My grandma holding up Zoolander 2 on Blu-Ray
The plot of Max Steel promises the adventures of a middle-America teenager named Max (played by perennial kids-TV bit-player Ben Winchell) and his alien companion named Steel. Due to Max's seemingly inexplicable ability to conjure energy on a molecular level, Steel acts as a symbiotic techno-parasite consuming it with relative safety. In return, Steel (voiced by Josh Brener) enhances Max's physical abilities and protects him with a laser spewing bio-tech suit. Little does Max know that his new friendship with his alien buddy upsets a certain celestial balance, that holds the future of our world in the hands of a sinister enemy.

Andy Garcia's Career: 1978-2016
The plot promises these things but in an election year, we should all be wary of false promises by now. While watching Max Steel I was less concerned about the fate of the world than the fate of those involved in this project and made the mistake of taking it seriously. The film co-stars award nominated actors Maria Bello and Andy Garcia whose natural gravitas threatens to give Max Steel more weight than your average Smallville (2001-2011) knockoff. I understand that veteran actors need to eat but most actors should draw the line when asked to put on a half-assembled Power Rangers outfit.

The film itself is a cheap, shabby, impotent mess that tries oh so hard to ape the grungy self-serious aesthetic from recent superhero fare. But instead of finding a balance between pretension and moment-focused excess, the camera diddles through colorless scenes that look like they were shot through a layer of cellophane and Vaseline. This of course is when we get exteriors of antique pickup trucks chugging through amber-waved back-roads. When it comes to the heavy climaxes, the movie seems poised to give us the same blighted industrial zones we've seen in everything from low-budget horror movies to late-period Steven Seagal flicks. Only this time it's lighted like a neighborhood Zap-Zone to give the film's target audience (mainly toddlers and their misguided gamgams) the desire to whip out their video games.

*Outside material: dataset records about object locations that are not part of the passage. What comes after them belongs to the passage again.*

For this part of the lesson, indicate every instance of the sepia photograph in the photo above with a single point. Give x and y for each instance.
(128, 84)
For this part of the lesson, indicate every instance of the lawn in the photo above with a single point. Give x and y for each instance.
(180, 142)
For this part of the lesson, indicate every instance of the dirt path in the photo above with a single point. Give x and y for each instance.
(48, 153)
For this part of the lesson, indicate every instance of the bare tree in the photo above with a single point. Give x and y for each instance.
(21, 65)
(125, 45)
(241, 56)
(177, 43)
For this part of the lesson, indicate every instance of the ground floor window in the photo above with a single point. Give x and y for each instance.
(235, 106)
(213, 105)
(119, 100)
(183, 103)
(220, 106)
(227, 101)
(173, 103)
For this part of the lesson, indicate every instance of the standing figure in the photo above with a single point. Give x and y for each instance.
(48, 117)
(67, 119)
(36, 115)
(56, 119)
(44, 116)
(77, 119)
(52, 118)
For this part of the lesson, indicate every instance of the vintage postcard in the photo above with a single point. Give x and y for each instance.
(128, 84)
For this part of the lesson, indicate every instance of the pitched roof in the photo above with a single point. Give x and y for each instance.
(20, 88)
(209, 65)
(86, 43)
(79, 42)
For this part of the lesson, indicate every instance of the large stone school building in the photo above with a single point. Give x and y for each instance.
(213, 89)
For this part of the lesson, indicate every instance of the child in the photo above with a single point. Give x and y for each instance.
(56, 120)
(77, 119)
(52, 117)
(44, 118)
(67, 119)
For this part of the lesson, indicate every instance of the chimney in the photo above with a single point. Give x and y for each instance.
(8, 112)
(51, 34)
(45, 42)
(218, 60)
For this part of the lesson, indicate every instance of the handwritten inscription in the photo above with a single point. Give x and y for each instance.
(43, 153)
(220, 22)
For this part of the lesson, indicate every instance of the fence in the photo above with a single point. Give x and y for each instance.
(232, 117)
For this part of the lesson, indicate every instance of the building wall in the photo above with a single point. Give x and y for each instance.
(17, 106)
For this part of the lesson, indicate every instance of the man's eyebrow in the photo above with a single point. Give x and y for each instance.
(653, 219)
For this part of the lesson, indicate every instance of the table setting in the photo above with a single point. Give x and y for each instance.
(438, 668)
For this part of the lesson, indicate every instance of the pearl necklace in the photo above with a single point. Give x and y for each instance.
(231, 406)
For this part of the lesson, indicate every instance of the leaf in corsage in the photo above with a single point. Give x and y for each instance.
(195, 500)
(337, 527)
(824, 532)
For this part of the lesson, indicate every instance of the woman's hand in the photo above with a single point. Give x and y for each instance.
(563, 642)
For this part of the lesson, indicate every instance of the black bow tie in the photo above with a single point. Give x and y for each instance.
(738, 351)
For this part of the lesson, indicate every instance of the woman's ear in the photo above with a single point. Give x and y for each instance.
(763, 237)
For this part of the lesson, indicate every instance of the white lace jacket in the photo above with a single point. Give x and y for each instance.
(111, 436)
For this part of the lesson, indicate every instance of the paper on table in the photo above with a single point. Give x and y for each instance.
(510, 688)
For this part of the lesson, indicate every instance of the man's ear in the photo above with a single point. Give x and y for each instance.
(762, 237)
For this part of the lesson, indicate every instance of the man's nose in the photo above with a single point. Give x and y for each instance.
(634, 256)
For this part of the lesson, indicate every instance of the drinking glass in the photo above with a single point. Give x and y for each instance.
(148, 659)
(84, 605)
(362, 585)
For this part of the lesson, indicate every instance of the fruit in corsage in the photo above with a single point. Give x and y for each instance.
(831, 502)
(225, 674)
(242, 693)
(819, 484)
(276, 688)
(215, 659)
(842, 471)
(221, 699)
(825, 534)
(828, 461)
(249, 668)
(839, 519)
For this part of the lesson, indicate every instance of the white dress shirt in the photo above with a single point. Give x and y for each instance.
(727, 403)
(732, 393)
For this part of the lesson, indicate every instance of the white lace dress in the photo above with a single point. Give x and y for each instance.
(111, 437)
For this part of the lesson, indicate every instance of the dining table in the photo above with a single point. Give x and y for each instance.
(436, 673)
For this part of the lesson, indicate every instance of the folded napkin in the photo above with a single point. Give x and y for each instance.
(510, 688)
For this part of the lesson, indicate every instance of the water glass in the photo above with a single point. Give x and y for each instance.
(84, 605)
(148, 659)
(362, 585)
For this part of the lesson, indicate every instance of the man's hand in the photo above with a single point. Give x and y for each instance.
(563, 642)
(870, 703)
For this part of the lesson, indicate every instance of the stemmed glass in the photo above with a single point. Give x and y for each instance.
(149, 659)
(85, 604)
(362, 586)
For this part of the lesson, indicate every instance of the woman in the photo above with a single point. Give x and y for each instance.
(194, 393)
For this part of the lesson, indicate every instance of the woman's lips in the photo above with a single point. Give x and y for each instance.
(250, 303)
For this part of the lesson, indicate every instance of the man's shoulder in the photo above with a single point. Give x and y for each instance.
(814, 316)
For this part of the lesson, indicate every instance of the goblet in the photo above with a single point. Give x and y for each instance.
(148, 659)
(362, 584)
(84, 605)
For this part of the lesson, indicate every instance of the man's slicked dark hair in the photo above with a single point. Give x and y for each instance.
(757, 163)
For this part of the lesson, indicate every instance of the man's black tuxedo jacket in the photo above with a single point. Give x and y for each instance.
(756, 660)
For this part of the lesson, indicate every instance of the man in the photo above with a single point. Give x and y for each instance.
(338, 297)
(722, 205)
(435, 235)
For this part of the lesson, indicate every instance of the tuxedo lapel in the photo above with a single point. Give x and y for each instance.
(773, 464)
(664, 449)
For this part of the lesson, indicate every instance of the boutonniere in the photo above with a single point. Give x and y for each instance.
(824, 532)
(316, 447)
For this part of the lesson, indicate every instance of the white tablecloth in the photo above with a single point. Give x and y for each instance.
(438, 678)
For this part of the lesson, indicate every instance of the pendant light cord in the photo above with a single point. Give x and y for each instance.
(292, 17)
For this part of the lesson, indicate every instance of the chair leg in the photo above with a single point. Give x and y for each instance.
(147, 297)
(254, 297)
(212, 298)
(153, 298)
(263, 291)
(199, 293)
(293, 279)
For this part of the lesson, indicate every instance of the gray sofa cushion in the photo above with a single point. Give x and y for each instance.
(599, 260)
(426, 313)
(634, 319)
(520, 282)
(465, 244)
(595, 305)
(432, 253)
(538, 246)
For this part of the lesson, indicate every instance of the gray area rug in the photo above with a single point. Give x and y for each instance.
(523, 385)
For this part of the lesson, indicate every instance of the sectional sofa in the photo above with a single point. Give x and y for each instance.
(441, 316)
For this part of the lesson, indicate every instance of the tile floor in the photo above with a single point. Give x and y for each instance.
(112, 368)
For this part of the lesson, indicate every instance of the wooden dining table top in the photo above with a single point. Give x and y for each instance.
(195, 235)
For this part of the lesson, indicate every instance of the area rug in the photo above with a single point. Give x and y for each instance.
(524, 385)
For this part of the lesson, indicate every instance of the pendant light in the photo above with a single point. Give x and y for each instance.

It's all so genuinely and quite unpleasantly sad to see a movie like Max Steel. Watching bloated, intelligence insulting, big-budget fare fall flat can give anyone a sudden jolt of schadenfreude. Yet watching something whose only real crime is being too big for its britches, well it's just not that much fun. The film and its makers are trying to mimic a certain style, a certain flow, a certain spirit yet it simply have none of the right tools to do so. So they patched this puppy up with as much exposition, flashbacks and Josh Brener inspired wisecracks to trick you into thinking it was all worth it. But it's not, it's really, really not.

Max Steel is like going to the zoo, visiting the tiger exhibit and seeing a tiger born and raised in captivity. Many people arguably worked their best on this film, but because their best is inspired by the limited cultural echo chamber of comic books, blockbuster movies and Halo, we get a movie that lazes about, the fierceness in its eyes completely absent.